Gözlerimi şaşkınlıkla büyüttüm. Ulan bu çocuk dün ana kuzusuydu bugün herkes reis demeye başladı!

"Bilmiyoruz," dedi Vedat canı sıkkın bir şekilde gözlerini bana dikerek "Sen bu tipin kim olduğunu, kaçıncı sınıfa gittiğini biliyor musun Zehra Hanım?"

"O ne demek Vedat? Ceyhun'u aldatıyormuşum gibi bakma bana öyle kötü kötü! Ayrıca öyle Hanım falan diyerek iğneleme! Oyarım vallaha!"

"Aynen Vedat Saçmalama!" Diye destekledi Efsun beni. Ceyhun'un gözleri bir an bana odaklandı ama hemen sonra sinirle geri çekildi. Kollarımı önümde bağlayıp bende aynı sinirle karşılık verdim "Ne yaparsanız yapın! Zaten yeterince rezillik çıktı."
Ceyhun ağzını açtı ama konuşmadan susmayı seçti. Ufaktan bir tırsıyordum ama belli etmemeye çalışıyordum.

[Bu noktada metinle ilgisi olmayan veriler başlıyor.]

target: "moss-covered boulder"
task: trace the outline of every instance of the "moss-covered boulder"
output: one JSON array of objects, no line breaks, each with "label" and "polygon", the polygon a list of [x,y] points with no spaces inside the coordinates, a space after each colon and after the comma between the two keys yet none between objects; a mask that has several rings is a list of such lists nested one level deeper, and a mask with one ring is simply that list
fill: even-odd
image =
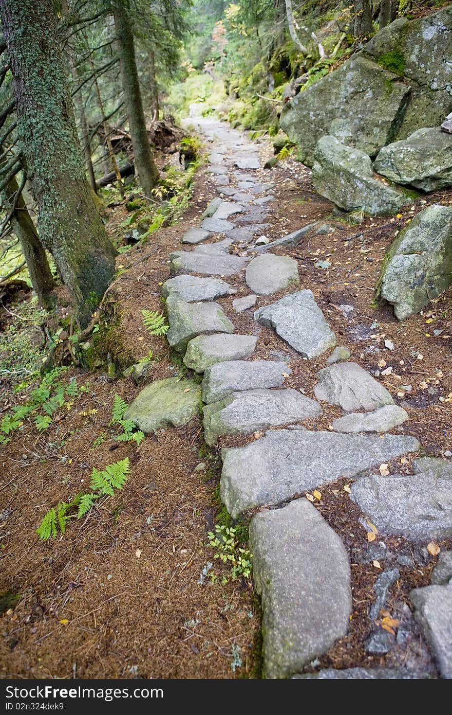
[{"label": "moss-covered boulder", "polygon": [[124,419],[133,420],[146,435],[162,427],[181,427],[199,411],[201,392],[192,380],[157,380],[141,390]]},{"label": "moss-covered boulder", "polygon": [[379,282],[399,320],[446,290],[452,283],[452,208],[435,204],[418,214],[391,247]]},{"label": "moss-covered boulder", "polygon": [[388,216],[410,200],[375,177],[366,154],[346,147],[334,137],[318,140],[313,159],[312,182],[316,190],[346,211],[361,209],[371,216]]},{"label": "moss-covered boulder", "polygon": [[[400,18],[363,49],[286,105],[282,129],[312,165],[322,134],[341,119],[346,143],[371,157],[418,129],[439,126],[452,109],[452,6]],[[338,138],[343,138],[338,137]]]},{"label": "moss-covered boulder", "polygon": [[439,127],[418,129],[408,139],[383,147],[373,167],[391,181],[422,191],[452,186],[452,134]]}]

"E hadi madem!" dedi Anıl ellerini keyifle ovuşturarak "uzun zamandır eğlenmiyorduk. Şu liseden mezun olmadan önce son bir eğlence yaratalım kendimize!"

Erkekler yavaş yavaş toplanırken sınıfa giren öğretmenle herkes oflayıp puflayarak sıralarına geri döndü.

"Nasılsa nerede bekleyeceğini biliyoruz." diye fısıldadı Mert, "Hallederiz korkma dostum." Ceyhun gözlerindeki alevin şiddetini daha da artırarak hırslı hırslı onayladı.

Öğretmen elinde karnelerle karşımıza geçip hoş olduğunu düşündüğü bir konuşma yapmaya başladığında herkesin dikkati dağıldı.  Bu arada konuşma berbattı! Alttan alttan küfür ediyordu resmen ama şu an bunu düşünecek durumda değildim.

Kızlar olası kavgada kim kimi alt eder bunu konuşurken, erkekler karşılarına çıkacak kişi hakkında senaryolar yazıp onu nasıl alt edebileceklerini konuşuyorlardı.
Öğretmen yumuşak tonda başlattığı konuşmasını ortalara doğru azara sonlara doğruysa duygusalla bağlamıştı.
Yani herkesi duygudan duyguya sürüklemişti ve bu yüzden herkesin beyni akmıştı.

"Ufff," dedi Hüseyin "Hocam diğer okullarda Karneler çoktan verilmiş bizde niye bu kadar uzun sürdü?"

"Şurada hayatla ilgili bir kaç tavsiye veriyorum ama hiç mi hiç hak etmiyorsunuz! Ayrıca diğer okullarda karne verildiğini nereden öğrendin yavrum sen müneccim misin?"